Signal’s new president is a privacy advocate and active critic of Big Tech
The end-to-end encrypted messaging platform tapped ex-Google manager Meredith Whittaker for the new role.
Signal announced earlier today that it has hired board member, Meredith Whittaker, to serve as the company’s first president, a move that indicates the popular encrypted messaging platform’s expanding plans to compete against bigger rival apps like WhatsApp and Telegram. Whittaker, a former Google manager for 13 years and founder of the company’s Open Research Group, left in July 2019 after speaking out and organizing employee protests against the company’s military contracts, consumer data collection practices, as well as its handling of issues like workplace sexual harassment and racism. Since then, she co-founded the AI Now Institute, a research organization focused on ethics within artificial intelligence industry.
“Throughout my career I’ve been guided by a commitment to alternative futures – how do we do otherwise, and what are the barriers and opportunities that efforts working to counter the surveillance business model face?” Whittaker wrote in a company blog post, adding that her encryption and private communications advocacy work “has been consistent and unwavering.”
While both Telegram and WhatsApp each have considerably larger user bases, many experts consider Signal to be the most privacy-oriented of the three. It is currently the only one to offer end-to-end message encryption as a default setting, and unlike Telegram, doesn’t rely on cloud data backups. Meanwhile, critics have repeatedly raised issues with WhatsApp over sharing user data with its parent company, Meta, as well as its history of storing information like address book and profile photos which can be given to law enforcement via subpoena.

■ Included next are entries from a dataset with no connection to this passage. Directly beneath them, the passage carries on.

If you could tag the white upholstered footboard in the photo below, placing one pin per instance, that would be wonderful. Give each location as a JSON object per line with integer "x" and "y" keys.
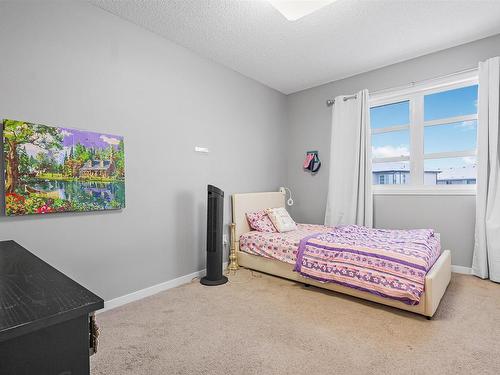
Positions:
{"x": 436, "y": 281}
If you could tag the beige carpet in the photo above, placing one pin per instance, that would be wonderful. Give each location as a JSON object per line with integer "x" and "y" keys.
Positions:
{"x": 259, "y": 324}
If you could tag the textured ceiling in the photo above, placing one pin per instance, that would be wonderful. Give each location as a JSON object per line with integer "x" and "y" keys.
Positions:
{"x": 344, "y": 38}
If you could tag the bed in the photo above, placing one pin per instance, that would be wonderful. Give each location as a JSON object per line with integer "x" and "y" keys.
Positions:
{"x": 279, "y": 260}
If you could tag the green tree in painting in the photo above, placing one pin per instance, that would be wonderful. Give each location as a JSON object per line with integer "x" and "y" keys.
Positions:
{"x": 120, "y": 160}
{"x": 17, "y": 133}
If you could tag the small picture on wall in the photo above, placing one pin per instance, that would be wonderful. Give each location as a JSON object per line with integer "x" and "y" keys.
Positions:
{"x": 50, "y": 169}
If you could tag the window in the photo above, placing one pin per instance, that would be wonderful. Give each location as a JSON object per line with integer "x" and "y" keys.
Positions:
{"x": 426, "y": 135}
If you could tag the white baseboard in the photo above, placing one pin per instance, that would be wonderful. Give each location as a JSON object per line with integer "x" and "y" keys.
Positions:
{"x": 461, "y": 269}
{"x": 149, "y": 291}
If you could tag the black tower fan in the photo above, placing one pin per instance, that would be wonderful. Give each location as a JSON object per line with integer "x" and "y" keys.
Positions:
{"x": 215, "y": 205}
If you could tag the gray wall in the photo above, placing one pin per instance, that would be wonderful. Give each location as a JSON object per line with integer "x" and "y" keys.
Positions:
{"x": 74, "y": 65}
{"x": 309, "y": 129}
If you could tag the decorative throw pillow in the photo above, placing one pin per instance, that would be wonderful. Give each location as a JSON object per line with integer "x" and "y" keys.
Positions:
{"x": 259, "y": 221}
{"x": 281, "y": 219}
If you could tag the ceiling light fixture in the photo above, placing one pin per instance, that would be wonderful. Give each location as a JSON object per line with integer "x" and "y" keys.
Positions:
{"x": 293, "y": 10}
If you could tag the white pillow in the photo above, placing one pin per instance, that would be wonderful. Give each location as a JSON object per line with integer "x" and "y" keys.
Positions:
{"x": 281, "y": 219}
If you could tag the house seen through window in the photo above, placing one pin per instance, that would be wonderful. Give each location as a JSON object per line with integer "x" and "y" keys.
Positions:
{"x": 427, "y": 137}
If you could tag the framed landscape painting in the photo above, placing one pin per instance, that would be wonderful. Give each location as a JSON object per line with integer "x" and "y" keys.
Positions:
{"x": 51, "y": 169}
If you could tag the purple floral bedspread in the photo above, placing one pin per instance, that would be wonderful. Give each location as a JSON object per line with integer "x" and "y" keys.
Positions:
{"x": 387, "y": 263}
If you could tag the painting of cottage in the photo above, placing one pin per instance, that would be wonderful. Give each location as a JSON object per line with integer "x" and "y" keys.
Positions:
{"x": 54, "y": 169}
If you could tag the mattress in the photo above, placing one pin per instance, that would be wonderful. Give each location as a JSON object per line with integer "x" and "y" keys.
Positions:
{"x": 279, "y": 246}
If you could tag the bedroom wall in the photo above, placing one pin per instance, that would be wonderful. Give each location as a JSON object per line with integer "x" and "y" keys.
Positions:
{"x": 74, "y": 65}
{"x": 309, "y": 127}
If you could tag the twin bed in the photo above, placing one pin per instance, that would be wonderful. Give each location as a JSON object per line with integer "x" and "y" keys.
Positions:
{"x": 413, "y": 257}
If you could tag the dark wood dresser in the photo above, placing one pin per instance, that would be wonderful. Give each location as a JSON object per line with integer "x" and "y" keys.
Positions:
{"x": 46, "y": 318}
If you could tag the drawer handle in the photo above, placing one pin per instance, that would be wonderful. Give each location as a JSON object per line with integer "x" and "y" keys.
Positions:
{"x": 93, "y": 335}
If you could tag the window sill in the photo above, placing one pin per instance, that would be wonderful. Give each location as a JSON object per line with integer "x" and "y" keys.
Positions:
{"x": 424, "y": 190}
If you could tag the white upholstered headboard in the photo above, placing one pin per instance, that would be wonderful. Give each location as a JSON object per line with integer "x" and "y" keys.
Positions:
{"x": 249, "y": 202}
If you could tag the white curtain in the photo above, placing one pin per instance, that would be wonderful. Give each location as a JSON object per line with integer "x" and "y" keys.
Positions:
{"x": 486, "y": 259}
{"x": 349, "y": 187}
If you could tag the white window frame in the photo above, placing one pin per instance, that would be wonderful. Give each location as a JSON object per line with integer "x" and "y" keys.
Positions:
{"x": 415, "y": 96}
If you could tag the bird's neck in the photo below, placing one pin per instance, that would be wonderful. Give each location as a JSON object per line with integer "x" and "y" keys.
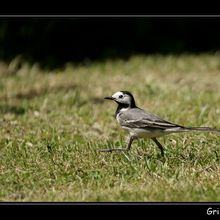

One of Whittaker’s first goals, according to today’s write-up in The Washington Post, is to help raise awareness and transparency of company costs in an order to generate a more community-focused revenue stream. Unlike its competitors, Signal is run by a nonprofit, and currently includes options for either a one-time donation upon signing up, as well as $5, $10, and $20 per month options.
“Signal is not made for pristine academic speculation, it is made to be used by real people, all over the world,” Whittaker said in her announcement. “And many millions do use it, turning to Signal for a safe and pleasant space where intimate, experimental, and private communication can happen outside of the surveillant gaze of dominant tech companies and states who can and do subpoena their data.”